By RAFAŁ WAŚKO (Predictive Solutions)
Column and bar charts have long been some of the most popular ways to visualize data. Before you decide to use any of them, it’s worth taking a closer look at them.
COLUMN AND BAR CHARTS
Column and bar charts are one of the graphical ways of presenting the distribution of a characteristic under study. These types of graphs consist of rectangles placed on the x-axis or y-axis. The rectangles are determined by the analyzed categories of the variable and their height is determined by the number of elements in the category. With the help of this type of graphs it is possible to show graphically the distribution of the studied characteristic or characteristics, which consequently allows us to better understand the variables or phenomenon that we are analyzing.
Column and bar charts are one of the most popular types of data visualization. They can be used, for example, to show the number of respondents by province, the popularity of films shown in cinemas or the number of products sold in a store. Despite the fact that column chart and bar chart are commonly used interchangeably, it is worth distinguishing between them. A column chart is a chart that presents rectangles for data in a vertical orientation, while a bar chart presents data in a horizontal orientation.
Figure 1. Column chart and bar chart
Figure 2. Top 10 films with the highest revenue in the U.S. in 2021. ($ values). Source: https://www.boxofficemojo.com/year/2021/
Regardless of whether the bars are placed vertically or horizontally, attention should be paid to the order in which they are arranged. In the case of nominal variables the analyst is usually interested in sorting the categories according to the values presented on the bars, which will allow the viewer to easily find the most and least numerous categories. In the case of ordinal variables, it should be remembered that the individual categories of this variable already have their natural order and in this case we present the data without sorting them.
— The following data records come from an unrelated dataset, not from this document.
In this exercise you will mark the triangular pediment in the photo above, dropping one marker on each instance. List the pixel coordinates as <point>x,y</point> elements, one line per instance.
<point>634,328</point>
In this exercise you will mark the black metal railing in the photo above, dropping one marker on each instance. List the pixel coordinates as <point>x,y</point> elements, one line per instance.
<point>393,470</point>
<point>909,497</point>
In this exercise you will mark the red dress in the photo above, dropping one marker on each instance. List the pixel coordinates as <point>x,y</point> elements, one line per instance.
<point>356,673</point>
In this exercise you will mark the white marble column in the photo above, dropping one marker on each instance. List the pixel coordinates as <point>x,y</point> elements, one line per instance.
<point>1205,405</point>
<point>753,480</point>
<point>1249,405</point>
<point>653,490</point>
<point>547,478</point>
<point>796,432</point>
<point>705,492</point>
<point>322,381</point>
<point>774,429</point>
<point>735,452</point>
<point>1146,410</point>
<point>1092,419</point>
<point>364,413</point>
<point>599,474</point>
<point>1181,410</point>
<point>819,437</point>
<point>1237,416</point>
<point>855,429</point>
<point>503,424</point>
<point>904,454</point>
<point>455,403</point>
COLUMN AND BAR CHART – EXAMPLES
Let’s take a closer look at column and bar charts. These types of charts are easy to read. By comparing the tops of bars or columns, we can see the largest and smallest values, and it is easy to determine how the difference between categories presents itself.
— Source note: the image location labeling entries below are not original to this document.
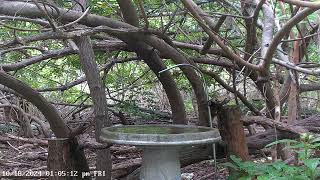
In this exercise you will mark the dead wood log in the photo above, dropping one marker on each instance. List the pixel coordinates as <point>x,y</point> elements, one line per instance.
<point>232,132</point>
<point>59,158</point>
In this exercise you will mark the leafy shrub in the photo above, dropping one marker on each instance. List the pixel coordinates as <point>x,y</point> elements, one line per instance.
<point>307,168</point>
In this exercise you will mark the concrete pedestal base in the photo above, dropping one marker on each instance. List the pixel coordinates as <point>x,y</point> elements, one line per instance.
<point>160,163</point>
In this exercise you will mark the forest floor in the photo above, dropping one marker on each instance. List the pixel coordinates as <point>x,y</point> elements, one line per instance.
<point>20,157</point>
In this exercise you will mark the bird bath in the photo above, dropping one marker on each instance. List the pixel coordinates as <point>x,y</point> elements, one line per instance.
<point>160,145</point>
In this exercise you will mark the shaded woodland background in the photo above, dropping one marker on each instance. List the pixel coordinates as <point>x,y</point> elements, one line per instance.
<point>70,68</point>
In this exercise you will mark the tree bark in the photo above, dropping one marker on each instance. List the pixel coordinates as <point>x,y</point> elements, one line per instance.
<point>57,124</point>
<point>60,159</point>
<point>98,95</point>
<point>155,64</point>
<point>232,132</point>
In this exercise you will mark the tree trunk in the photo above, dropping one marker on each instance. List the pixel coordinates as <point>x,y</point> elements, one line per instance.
<point>57,124</point>
<point>60,159</point>
<point>98,96</point>
<point>232,132</point>
<point>155,64</point>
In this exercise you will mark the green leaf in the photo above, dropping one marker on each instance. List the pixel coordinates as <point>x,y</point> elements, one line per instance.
<point>312,163</point>
<point>282,141</point>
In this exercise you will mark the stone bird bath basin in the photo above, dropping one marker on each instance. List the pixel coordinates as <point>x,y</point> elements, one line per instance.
<point>160,145</point>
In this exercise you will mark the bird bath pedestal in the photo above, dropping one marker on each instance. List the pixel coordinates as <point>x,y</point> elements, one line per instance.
<point>160,145</point>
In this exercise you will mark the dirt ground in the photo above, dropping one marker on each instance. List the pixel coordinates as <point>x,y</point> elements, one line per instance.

When the category labels are too long and do not fit under the bars on the x-axis, it is a good idea to replace the column chart with a bar chart. This layout makes it easier to read the data presented.
Figure 3. For long category labels, it is useful to present the data in a bar chart.
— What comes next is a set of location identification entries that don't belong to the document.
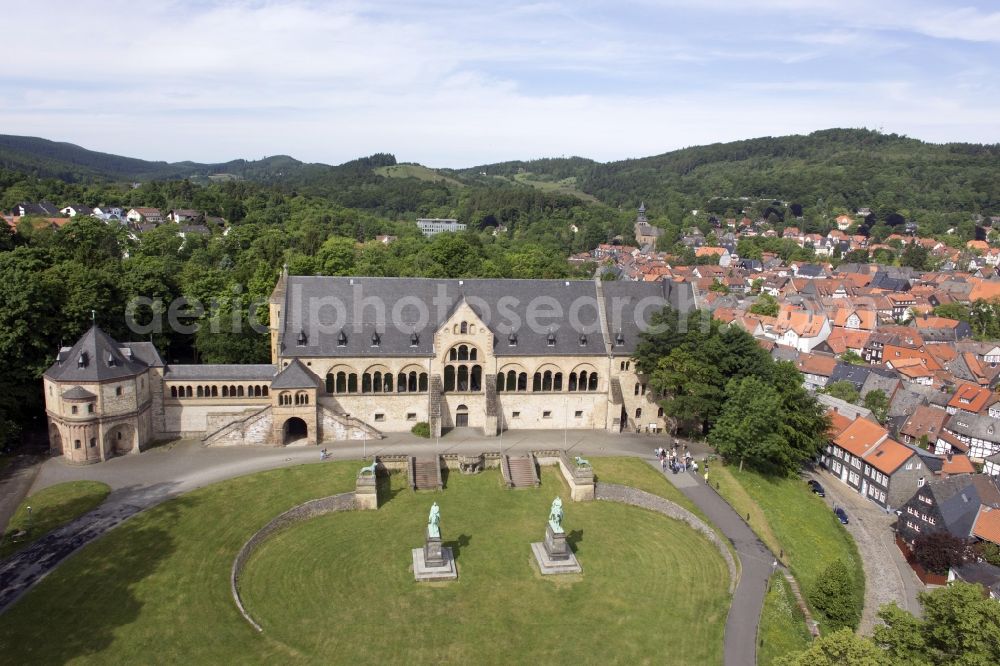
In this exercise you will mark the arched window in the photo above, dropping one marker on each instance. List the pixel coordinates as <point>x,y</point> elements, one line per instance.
<point>511,380</point>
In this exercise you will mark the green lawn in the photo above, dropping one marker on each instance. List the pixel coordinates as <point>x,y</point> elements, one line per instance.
<point>51,508</point>
<point>782,625</point>
<point>157,587</point>
<point>801,524</point>
<point>640,474</point>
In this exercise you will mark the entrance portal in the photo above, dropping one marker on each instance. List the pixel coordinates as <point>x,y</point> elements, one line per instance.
<point>294,430</point>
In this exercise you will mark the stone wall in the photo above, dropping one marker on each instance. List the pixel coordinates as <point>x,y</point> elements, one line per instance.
<point>614,492</point>
<point>310,509</point>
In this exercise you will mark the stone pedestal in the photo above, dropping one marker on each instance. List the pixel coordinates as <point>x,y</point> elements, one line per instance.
<point>366,493</point>
<point>434,561</point>
<point>555,544</point>
<point>554,555</point>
Figure 4. Scale manipulation can cause a misleading perception of the data presented
GROUPED AND STACKED CHARTS
In case of column and bar charts we have the possibility to present one, two or many series of data. By adding another variable we can prepare grouped and tabulated charts. In a grouped bar chart or column chart, each category of the added variable will contain one bar/column for each category of the main variable.
Figure 5. Example grouped column chart (sales volume by product type and country)
Figure 6. Sample tabulated bar chart (respondents’ education vs. place of residence)
When we want to present percentages in summary and grouping charts, we have the option to indicate by which variable the percentages are to be calculated. We can calculate a summary for the total, total for each category of the x-axis variable, or total for each category of the grouping variable.
HISTOGRAM
Now let’s discuss what a histogram is and how it differs from a bar chart or a column chart. A histogram is a column graph in which the columns (rectangles) are adjacent to each other and whose height indicates the abundance of the characteristic under study, while at the base of the graph (x-axis) the class intervals of the variable are shown. Histogram is a graph that can be used to present quantitative data, such as age, income, height or weight. Note that every histogram is a column graph, but not every column graph is a histogram. A histogram is often used in the initial stages of working with data when an analyst wants to see what the distribution of a quantitative variable looks like. A histogram will allow you to quickly assess whether a variable has a distribution close to a normal distribution[1], whether the distribution is skewed, unimodal, or perhaps multi-modal, etc.
Figure 7. Example histogram with normal curve
[1] In order to accurately check whether the distribution of a variable is close to a normal distribution, we will use normality tests such as the Shapiro-Wilk or Kolmogorov-Smirnov test.